For The Digital Army, we went undercover in a Dutch troll army for three months. Some people will know troll armies as the Russian factories where dozens of people behind countless screens and social media accounts bombard the world with misinformation. However, this is a completely digitally organized troll army. The participants barely know each other beforehand, and try to feed each other new tactics and messages via the social media app Telegram. This is the period just after Twitter and Facebook started banning all kinds of conspiracy theorists from their platform. Not much had been written about Telegram and misinformation, and certainly not from within.

Through an innovative way of storytelling we take the viewer into the chat group of The Digital Army. To experience how it’s like to be a part of these kinds of Telegram groups. Especially now, during the pandemic we find it important to show which persons are behind the spreading of disinformation and misinformation.
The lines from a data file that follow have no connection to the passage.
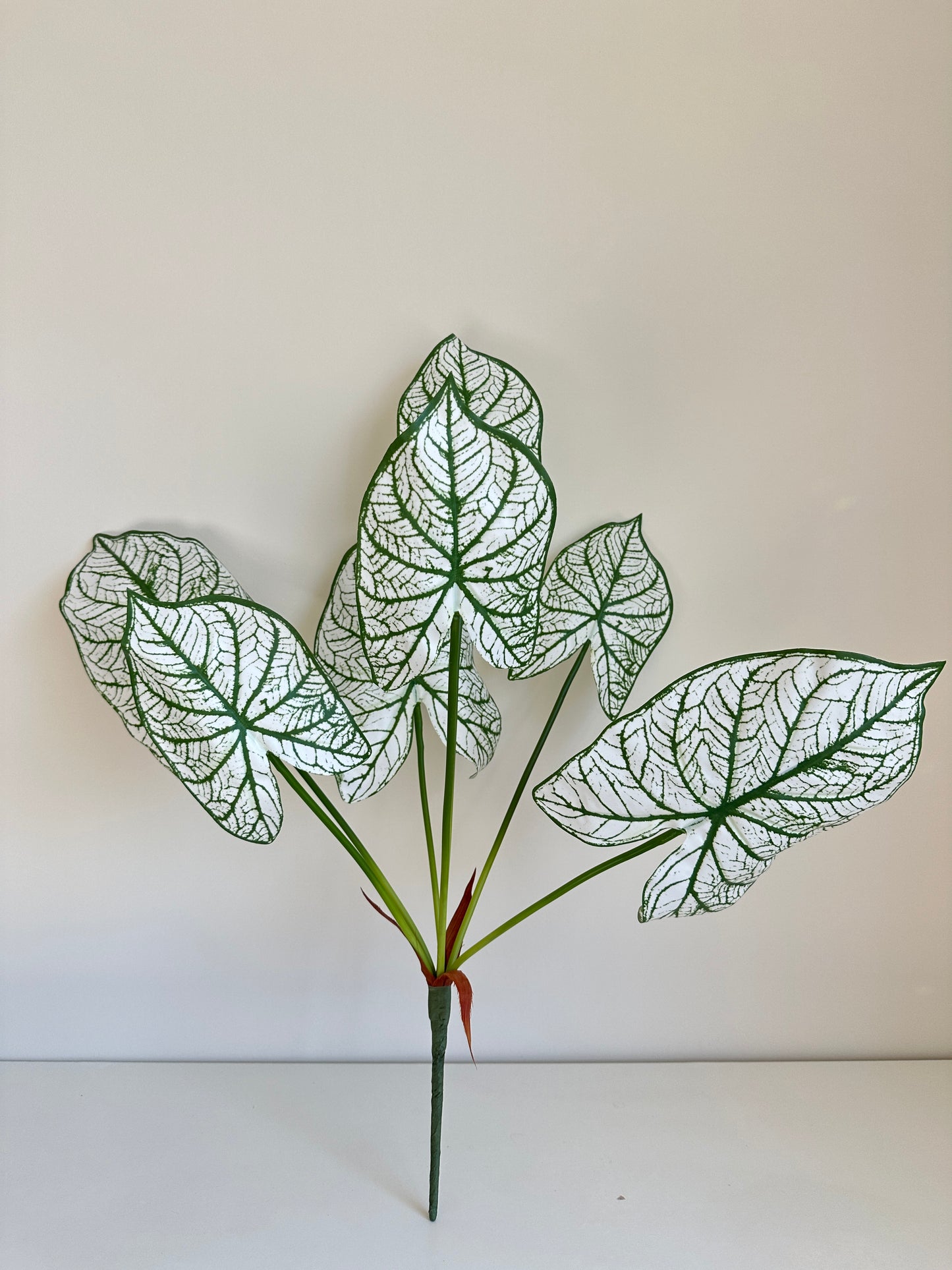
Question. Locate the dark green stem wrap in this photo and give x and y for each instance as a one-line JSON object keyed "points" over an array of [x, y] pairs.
{"points": [[438, 1006]]}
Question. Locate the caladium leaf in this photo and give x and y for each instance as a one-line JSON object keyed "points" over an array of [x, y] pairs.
{"points": [[457, 517], [491, 390], [605, 589], [385, 716], [159, 567], [746, 756], [220, 683]]}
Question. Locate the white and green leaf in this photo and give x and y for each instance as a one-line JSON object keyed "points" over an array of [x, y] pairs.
{"points": [[385, 716], [219, 685], [457, 517], [746, 756], [491, 390], [159, 567], [609, 591]]}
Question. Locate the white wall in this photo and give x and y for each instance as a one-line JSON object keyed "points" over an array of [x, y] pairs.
{"points": [[715, 237]]}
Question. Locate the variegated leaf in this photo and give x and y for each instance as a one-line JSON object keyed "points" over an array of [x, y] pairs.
{"points": [[219, 685], [746, 756], [159, 567], [605, 589], [385, 716], [491, 390], [457, 517]]}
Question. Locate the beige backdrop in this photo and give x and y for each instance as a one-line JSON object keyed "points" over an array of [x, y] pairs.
{"points": [[716, 239]]}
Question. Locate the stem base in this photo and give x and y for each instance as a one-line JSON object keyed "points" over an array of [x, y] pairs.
{"points": [[438, 1005]]}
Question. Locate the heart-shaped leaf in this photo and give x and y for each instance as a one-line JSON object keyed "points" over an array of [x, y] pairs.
{"points": [[746, 756], [221, 682], [161, 568], [609, 590], [491, 390], [457, 517], [385, 716]]}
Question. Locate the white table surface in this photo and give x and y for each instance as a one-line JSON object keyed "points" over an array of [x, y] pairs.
{"points": [[685, 1166]]}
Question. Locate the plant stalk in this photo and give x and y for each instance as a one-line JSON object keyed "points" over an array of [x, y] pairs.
{"points": [[438, 1006], [364, 861], [565, 888], [456, 631], [426, 809], [515, 800]]}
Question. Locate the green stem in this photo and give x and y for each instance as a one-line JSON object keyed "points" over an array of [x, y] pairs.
{"points": [[456, 631], [438, 1006], [331, 809], [361, 856], [517, 795], [565, 888], [426, 808]]}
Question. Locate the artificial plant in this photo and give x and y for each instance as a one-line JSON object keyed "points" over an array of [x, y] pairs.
{"points": [[739, 759]]}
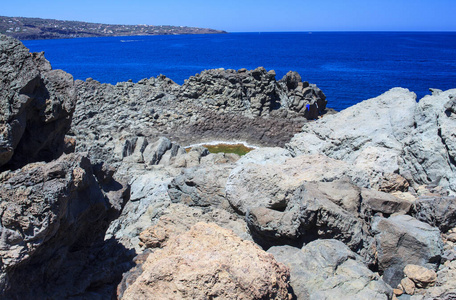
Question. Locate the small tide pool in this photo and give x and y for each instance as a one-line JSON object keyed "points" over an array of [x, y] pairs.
{"points": [[222, 147]]}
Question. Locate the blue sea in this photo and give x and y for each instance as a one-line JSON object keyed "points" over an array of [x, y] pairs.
{"points": [[348, 66]]}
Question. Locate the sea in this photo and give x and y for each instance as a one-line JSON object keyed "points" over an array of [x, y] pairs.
{"points": [[347, 66]]}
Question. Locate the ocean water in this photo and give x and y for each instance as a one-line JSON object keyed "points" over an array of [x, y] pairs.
{"points": [[348, 66]]}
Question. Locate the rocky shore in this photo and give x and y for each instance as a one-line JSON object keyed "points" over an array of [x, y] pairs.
{"points": [[99, 199], [37, 28]]}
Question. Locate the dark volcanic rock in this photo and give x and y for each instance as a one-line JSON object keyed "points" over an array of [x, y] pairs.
{"points": [[36, 105], [54, 217], [403, 240]]}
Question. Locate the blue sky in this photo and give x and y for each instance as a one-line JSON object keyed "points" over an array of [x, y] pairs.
{"points": [[254, 15]]}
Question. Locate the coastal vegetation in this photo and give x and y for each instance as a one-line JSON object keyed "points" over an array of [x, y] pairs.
{"points": [[36, 28]]}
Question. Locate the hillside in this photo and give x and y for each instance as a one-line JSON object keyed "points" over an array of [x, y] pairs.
{"points": [[35, 28]]}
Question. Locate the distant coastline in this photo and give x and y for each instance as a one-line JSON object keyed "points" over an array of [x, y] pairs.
{"points": [[39, 29]]}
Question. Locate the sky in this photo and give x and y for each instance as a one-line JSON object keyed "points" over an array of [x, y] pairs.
{"points": [[251, 15]]}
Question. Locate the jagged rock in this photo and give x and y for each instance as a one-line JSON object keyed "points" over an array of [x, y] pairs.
{"points": [[208, 262], [430, 147], [304, 98], [328, 269], [178, 218], [368, 135], [408, 285], [421, 276], [436, 211], [393, 183], [387, 204], [270, 184], [445, 286], [36, 105], [202, 186], [218, 104], [54, 217], [148, 201], [403, 240]]}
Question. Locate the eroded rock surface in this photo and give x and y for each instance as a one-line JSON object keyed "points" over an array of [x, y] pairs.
{"points": [[36, 106], [328, 269], [54, 217], [209, 262]]}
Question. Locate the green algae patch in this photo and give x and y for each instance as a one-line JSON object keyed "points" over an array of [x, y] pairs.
{"points": [[239, 149]]}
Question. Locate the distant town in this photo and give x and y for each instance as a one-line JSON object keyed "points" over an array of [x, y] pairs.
{"points": [[36, 28]]}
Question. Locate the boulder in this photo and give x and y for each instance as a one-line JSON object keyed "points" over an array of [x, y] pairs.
{"points": [[307, 216], [303, 97], [421, 276], [445, 286], [436, 211], [429, 149], [148, 201], [271, 183], [179, 218], [328, 269], [202, 186], [403, 240], [387, 204], [36, 106], [368, 135], [54, 217], [209, 262]]}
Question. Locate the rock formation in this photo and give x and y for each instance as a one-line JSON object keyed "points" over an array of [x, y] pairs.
{"points": [[54, 210], [208, 262], [36, 107], [358, 204]]}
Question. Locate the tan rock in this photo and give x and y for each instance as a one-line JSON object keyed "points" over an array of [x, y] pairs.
{"points": [[179, 218], [451, 237], [408, 285], [421, 276], [210, 262], [398, 292]]}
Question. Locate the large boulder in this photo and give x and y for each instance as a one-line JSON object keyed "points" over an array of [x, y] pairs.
{"points": [[390, 135], [436, 211], [54, 217], [403, 240], [309, 215], [429, 149], [210, 262], [36, 106], [270, 183], [328, 269], [368, 135]]}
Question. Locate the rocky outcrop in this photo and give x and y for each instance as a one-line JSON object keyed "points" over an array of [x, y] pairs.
{"points": [[360, 192], [54, 217], [403, 240], [390, 134], [328, 269], [437, 211], [220, 104], [210, 262], [36, 106]]}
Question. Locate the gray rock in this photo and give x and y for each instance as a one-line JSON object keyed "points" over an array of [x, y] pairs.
{"points": [[368, 135], [430, 147], [436, 211], [387, 204], [36, 106], [202, 186], [328, 269], [403, 240], [308, 215], [54, 217], [271, 183]]}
What can others learn from this project?

In 2015, an office building in St. Petersburg was still the image we had of a troll factory: a physical office building where dozens of people with hundreds of fake accounts try to steer public opinion. But in 2021 that image is outdated. Coordinated troll armies are now much easier to organize digitally. And that includes The Digital Army.
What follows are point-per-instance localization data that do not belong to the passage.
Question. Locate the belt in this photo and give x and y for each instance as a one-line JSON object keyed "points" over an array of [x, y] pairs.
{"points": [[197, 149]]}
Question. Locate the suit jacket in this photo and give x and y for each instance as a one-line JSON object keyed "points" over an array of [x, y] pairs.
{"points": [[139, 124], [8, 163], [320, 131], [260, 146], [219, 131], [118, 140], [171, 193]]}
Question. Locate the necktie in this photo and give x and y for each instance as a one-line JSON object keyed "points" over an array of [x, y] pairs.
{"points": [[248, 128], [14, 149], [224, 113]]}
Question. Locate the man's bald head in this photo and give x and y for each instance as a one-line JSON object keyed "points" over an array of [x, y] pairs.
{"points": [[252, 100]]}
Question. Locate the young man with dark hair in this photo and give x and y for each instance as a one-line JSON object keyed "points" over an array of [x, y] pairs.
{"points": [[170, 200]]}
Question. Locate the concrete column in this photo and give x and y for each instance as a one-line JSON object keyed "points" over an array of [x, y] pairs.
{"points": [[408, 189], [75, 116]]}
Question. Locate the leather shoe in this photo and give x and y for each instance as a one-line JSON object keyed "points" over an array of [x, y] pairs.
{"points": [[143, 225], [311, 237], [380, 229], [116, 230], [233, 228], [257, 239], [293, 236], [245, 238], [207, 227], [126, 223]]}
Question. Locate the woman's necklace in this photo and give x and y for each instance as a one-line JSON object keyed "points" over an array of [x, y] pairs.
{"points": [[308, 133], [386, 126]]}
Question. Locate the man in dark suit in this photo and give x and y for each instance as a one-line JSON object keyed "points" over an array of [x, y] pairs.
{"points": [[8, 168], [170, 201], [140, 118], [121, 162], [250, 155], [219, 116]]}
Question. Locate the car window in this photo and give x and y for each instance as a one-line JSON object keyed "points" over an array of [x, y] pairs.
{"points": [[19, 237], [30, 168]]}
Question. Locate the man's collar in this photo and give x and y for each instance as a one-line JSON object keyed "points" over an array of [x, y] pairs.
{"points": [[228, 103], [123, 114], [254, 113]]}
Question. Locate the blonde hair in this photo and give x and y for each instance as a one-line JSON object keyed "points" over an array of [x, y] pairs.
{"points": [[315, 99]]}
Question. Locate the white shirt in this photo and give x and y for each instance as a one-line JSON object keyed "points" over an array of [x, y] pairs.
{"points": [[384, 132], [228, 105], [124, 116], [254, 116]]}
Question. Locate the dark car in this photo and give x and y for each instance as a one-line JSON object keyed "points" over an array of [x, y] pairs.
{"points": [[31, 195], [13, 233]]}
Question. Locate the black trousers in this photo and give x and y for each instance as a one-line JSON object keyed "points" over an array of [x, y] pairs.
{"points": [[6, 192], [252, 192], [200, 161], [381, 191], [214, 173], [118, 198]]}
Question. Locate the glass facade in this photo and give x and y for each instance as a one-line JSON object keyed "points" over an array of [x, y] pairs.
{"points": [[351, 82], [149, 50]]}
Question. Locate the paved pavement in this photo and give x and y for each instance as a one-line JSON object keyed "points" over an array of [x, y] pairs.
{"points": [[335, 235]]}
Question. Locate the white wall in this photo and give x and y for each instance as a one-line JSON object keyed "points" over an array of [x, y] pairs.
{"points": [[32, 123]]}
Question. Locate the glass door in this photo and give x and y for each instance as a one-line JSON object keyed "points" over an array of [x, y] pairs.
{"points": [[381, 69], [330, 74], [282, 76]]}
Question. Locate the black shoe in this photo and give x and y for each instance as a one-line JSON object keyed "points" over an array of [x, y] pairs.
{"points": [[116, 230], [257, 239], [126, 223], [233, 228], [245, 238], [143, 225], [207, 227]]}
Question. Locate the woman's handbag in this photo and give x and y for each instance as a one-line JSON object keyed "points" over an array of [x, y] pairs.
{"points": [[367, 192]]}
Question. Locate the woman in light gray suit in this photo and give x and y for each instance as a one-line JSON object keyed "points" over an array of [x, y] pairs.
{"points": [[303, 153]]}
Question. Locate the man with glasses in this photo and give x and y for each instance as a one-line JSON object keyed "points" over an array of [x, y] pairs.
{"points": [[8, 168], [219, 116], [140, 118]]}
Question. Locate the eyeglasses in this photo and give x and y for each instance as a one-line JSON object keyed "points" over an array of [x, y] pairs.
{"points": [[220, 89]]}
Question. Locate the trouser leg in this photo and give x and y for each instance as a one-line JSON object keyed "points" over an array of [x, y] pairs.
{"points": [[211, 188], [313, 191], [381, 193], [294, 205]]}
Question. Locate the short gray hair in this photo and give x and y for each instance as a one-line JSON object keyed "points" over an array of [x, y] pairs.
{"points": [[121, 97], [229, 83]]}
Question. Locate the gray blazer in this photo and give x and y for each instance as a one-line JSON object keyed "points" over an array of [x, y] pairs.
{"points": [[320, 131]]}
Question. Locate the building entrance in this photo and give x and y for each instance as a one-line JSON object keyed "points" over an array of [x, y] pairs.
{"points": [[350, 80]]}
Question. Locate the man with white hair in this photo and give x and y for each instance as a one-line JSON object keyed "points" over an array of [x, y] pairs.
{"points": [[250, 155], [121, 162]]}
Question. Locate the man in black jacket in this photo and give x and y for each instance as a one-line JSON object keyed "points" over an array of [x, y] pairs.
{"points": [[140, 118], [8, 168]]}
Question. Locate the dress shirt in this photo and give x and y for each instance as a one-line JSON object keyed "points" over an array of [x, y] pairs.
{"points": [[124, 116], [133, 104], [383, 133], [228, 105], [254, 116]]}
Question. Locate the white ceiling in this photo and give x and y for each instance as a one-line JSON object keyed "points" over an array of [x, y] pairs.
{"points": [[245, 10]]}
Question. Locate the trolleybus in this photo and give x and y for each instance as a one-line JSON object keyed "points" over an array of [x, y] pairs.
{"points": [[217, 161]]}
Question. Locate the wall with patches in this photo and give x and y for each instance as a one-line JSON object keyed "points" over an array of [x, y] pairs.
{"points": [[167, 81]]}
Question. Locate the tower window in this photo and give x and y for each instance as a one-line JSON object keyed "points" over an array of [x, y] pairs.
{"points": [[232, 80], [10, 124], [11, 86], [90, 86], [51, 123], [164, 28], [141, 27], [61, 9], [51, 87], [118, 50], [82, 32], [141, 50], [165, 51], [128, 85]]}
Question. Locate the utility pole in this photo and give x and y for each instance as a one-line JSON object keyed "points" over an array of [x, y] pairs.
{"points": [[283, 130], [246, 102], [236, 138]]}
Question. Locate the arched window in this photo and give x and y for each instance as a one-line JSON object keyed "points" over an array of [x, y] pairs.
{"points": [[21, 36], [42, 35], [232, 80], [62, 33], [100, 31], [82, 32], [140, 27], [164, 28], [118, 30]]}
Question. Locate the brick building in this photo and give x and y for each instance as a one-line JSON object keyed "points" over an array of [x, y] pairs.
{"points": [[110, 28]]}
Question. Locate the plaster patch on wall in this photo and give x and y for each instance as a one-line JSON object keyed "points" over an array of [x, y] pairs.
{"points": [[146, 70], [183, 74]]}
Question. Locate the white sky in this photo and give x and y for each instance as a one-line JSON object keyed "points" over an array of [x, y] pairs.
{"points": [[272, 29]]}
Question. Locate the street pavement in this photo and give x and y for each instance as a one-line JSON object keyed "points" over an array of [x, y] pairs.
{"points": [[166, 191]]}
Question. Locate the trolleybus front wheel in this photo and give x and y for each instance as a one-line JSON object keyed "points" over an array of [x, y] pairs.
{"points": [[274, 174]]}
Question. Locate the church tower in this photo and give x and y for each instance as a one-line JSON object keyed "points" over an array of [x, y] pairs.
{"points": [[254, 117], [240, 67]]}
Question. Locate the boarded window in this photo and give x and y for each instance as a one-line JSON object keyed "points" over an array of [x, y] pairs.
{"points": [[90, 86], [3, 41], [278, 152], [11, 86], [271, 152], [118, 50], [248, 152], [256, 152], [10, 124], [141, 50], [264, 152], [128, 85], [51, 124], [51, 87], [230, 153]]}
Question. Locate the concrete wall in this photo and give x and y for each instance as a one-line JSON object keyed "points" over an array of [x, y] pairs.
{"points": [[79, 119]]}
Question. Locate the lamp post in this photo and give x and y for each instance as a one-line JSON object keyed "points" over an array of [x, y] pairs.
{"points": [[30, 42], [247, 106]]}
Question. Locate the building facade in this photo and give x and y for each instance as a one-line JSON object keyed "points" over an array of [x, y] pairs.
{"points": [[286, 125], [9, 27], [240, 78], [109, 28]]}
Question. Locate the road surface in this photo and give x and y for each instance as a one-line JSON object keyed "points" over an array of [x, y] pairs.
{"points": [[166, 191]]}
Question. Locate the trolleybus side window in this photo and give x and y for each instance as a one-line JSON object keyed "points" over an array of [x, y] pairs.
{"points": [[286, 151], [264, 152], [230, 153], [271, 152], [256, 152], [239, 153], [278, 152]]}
Pointer discovered this troll army in early 2021, and spent some time investigating how they spread disinformation about the corona vaccine. In addition to online campaigns, they also created and distributed actions to physically intimidate mental health professionals, politicians and scientists.

With every big investigation Pointer publishes a making-of article. Other journalists will thus get an inside look at how we work at Pointer. Often with the described methodology and challenges we face during the research process.

This time we exposed the tactics of these misinformation spreading groups. This may also give other journalists ideas for their own investigations.

Although these ‘behind-the-scens’ articles are being read by very few people compared to our fancy online scrollytelling articles or TV broadcastings, we find it important to be transparant about how we work on our investigations.